As July approaches, more than 80 new residents are getting ready to start their training. Before they begin working with patients, interns from internal medicine, anesthesiology, emergency medicine, neurology, and – for the first time – general surgery went through a demanding “bootcamp” program from June 20 to 22.
During the three-day program, residents go through a series of seminars and tests in areas such as communication with patients, procedures, and medical emergencies using simulation and small group learning.
“The sessions are both a fun way to meet people before we start working together and a source of standardized information from day one,” said Maria Badaracco, MD, a first-year internal medicine intern. “I am really starting to feel like a doctor.”
Beyond adding general surgery residents this year, the program has expanded to include two new skills workshops: chest x-ray and EKG interpretation. Diane Wayne, MD’91, vice-chair of education in the Department of Medicine, said the additions were made based on feedback from prior bootcamp attendees and supervising faculty.
“General surgery was added to continue to move this program from a Department of Medicine initiative to a campus-wide initiative,” said Wayne, also the Dr. John Sherman Appleman Professor of Medical Education. “In addition to learning specific skills, we believe we are fostering interdepartmental collaboration and communication that will hopefully benefit patients.”
Steven Schuetz, MD, a first-year general surgery resident, said he found the suture sessions and mock patient scenarios a good refresher.

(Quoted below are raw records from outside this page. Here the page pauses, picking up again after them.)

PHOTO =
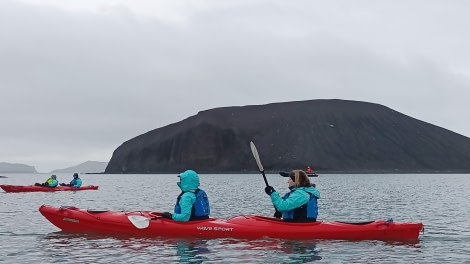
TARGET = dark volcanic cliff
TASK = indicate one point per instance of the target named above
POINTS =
(328, 135)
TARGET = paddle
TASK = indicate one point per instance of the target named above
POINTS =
(260, 166)
(141, 222)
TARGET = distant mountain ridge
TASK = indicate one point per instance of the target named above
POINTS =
(86, 167)
(6, 167)
(329, 135)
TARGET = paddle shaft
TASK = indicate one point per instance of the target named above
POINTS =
(260, 166)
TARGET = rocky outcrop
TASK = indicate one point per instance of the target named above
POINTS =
(328, 135)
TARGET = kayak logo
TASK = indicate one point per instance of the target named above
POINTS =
(215, 228)
(71, 220)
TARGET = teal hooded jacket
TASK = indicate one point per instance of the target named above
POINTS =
(295, 199)
(189, 182)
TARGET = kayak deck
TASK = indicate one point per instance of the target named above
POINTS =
(72, 219)
(34, 188)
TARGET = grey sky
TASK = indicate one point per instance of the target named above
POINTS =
(78, 78)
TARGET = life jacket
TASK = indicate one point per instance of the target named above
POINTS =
(305, 213)
(200, 209)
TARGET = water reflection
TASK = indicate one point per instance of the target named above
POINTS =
(87, 247)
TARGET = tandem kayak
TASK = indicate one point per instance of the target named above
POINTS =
(287, 173)
(34, 188)
(147, 223)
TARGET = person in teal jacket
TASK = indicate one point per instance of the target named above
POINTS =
(192, 203)
(51, 182)
(298, 205)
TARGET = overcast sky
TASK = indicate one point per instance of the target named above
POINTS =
(79, 78)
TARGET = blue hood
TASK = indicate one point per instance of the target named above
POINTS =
(189, 180)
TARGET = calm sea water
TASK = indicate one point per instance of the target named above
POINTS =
(440, 201)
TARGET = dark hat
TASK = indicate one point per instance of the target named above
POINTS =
(288, 174)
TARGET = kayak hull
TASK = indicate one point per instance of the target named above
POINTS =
(34, 188)
(72, 219)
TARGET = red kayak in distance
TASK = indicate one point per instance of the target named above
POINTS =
(147, 223)
(34, 188)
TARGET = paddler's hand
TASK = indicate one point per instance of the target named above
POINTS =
(269, 190)
(167, 215)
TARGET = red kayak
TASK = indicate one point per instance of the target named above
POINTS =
(146, 223)
(34, 188)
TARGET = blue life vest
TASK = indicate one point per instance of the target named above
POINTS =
(200, 209)
(305, 213)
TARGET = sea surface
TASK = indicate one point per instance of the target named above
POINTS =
(440, 201)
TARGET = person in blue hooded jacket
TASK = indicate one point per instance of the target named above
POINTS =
(192, 203)
(51, 182)
(300, 203)
(75, 182)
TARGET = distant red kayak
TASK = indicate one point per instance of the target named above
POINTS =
(34, 188)
(146, 223)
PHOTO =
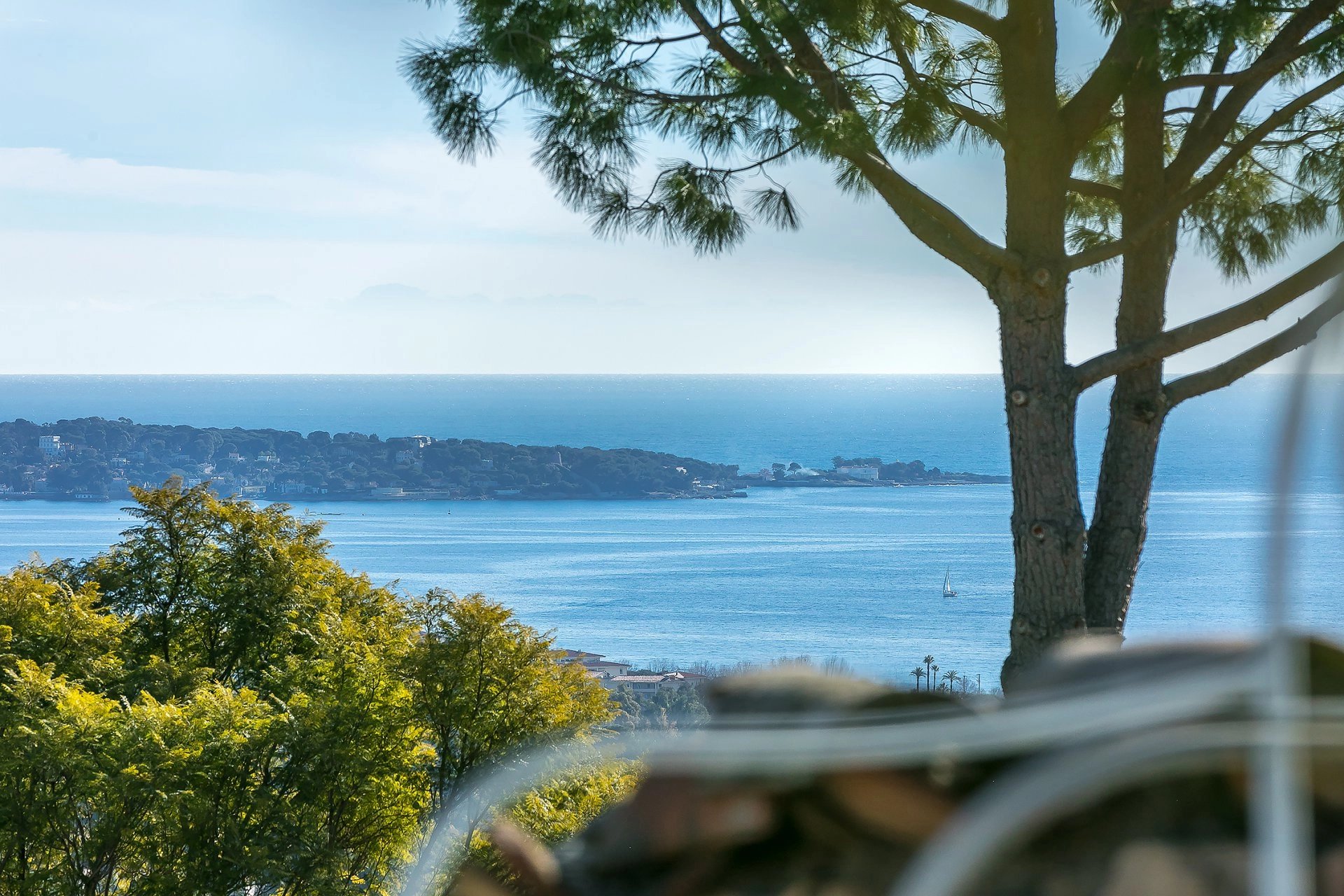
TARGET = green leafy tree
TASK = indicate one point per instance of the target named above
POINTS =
(216, 707)
(487, 684)
(1215, 120)
(52, 624)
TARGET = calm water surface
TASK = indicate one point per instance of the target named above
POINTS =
(853, 574)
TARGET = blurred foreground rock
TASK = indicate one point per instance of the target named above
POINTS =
(851, 833)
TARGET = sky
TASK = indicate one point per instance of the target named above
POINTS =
(249, 187)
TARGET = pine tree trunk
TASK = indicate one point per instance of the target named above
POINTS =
(1047, 522)
(1138, 406)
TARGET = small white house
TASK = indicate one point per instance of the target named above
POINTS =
(648, 685)
(594, 664)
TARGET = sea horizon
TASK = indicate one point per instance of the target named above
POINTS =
(825, 573)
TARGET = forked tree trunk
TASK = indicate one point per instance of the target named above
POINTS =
(1138, 402)
(1047, 522)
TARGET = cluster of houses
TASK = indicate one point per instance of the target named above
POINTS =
(613, 675)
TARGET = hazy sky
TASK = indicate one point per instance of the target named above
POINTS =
(248, 186)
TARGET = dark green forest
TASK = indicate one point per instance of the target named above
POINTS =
(214, 706)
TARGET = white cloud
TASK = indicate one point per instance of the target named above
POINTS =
(409, 182)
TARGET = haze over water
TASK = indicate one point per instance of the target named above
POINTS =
(854, 574)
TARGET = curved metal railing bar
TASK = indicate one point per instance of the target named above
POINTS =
(1019, 805)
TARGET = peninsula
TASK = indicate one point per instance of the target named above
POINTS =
(96, 460)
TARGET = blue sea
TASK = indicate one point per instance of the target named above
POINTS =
(819, 573)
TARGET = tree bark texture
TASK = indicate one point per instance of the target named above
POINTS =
(1138, 403)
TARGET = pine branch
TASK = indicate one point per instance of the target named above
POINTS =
(1094, 188)
(1205, 330)
(1088, 109)
(962, 14)
(1210, 182)
(1203, 141)
(1259, 356)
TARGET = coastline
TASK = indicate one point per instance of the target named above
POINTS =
(340, 498)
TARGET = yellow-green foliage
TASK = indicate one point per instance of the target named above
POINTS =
(217, 707)
(559, 809)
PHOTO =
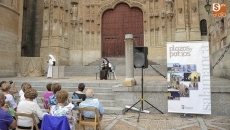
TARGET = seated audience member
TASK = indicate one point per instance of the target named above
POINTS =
(55, 88)
(79, 95)
(9, 97)
(13, 89)
(6, 120)
(60, 109)
(28, 106)
(105, 67)
(46, 95)
(90, 102)
(24, 87)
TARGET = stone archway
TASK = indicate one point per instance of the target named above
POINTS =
(115, 24)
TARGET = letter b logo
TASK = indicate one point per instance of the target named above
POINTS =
(216, 7)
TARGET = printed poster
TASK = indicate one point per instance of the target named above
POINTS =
(188, 77)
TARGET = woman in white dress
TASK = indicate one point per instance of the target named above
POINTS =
(51, 63)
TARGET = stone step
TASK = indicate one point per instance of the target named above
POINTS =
(100, 96)
(108, 110)
(120, 70)
(105, 103)
(72, 89)
(114, 110)
(70, 86)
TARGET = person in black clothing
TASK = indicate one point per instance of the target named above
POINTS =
(105, 67)
(79, 94)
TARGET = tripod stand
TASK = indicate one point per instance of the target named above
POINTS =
(142, 100)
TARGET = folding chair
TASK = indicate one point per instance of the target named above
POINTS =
(83, 122)
(31, 115)
(46, 106)
(70, 100)
(113, 72)
(55, 123)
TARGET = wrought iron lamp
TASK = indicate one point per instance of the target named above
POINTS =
(207, 6)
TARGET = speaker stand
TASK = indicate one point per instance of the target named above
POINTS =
(142, 100)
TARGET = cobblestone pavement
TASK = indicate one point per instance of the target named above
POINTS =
(163, 122)
(147, 121)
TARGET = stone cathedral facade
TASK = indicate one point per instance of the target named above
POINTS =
(78, 32)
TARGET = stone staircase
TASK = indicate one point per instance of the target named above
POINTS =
(102, 91)
(92, 68)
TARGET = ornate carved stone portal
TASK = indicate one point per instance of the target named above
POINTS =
(72, 28)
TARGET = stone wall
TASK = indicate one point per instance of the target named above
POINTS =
(32, 27)
(9, 29)
(74, 26)
(219, 38)
(156, 95)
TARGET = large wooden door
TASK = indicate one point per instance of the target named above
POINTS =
(115, 24)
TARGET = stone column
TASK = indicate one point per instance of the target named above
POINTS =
(129, 80)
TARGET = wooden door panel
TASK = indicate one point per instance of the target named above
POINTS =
(115, 24)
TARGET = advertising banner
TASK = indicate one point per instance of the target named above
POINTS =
(188, 77)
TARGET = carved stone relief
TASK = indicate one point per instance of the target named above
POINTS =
(74, 13)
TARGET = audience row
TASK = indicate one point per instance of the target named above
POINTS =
(55, 101)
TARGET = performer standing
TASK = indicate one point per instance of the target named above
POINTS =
(51, 63)
(106, 66)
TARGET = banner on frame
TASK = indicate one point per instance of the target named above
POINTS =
(188, 77)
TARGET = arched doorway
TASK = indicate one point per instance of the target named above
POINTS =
(115, 24)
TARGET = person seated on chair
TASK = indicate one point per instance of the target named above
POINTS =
(6, 120)
(79, 95)
(46, 95)
(61, 109)
(90, 102)
(55, 88)
(28, 106)
(24, 87)
(105, 67)
(9, 97)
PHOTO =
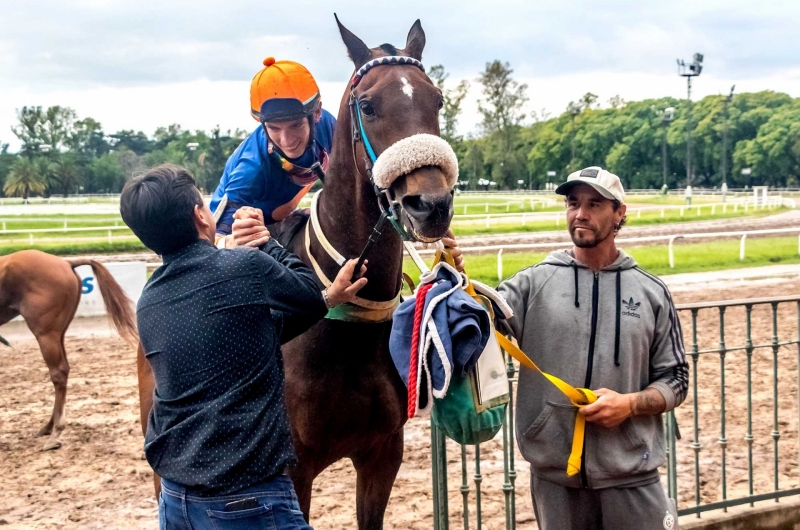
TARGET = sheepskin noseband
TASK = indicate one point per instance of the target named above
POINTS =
(414, 152)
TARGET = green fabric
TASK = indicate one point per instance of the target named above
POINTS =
(456, 414)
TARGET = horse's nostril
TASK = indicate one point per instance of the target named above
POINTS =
(417, 205)
(425, 206)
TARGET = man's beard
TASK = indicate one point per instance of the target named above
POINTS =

“This is information we learned in medical school that we haven’t thought about in a while, so the opportunity to look at ‘patients’ as physicians instead of as students was incredibly helpful,” he said.
Northwestern University Feinberg School of Medicine and Northwestern Memorial Hospital collaborated to create the bootcamp in 2011 to address an issue most teaching hospitals face: the “July effect.” This phenomenon occurs every year, when experienced trainees leave at the same time that a group of new trainees enters. The turnover of residents has been known to have an effect on patient outcomes.
Next year, Wayne said she is open to adding new departments and more communication skills to the program.
“Intern bootcamp is an interdisciplinary effort,” she said. “There is so much technical skill and knowledge needed to be a physician. Overall, the hardest thing to teach is communication skills, yet these are some of the most beneficial.”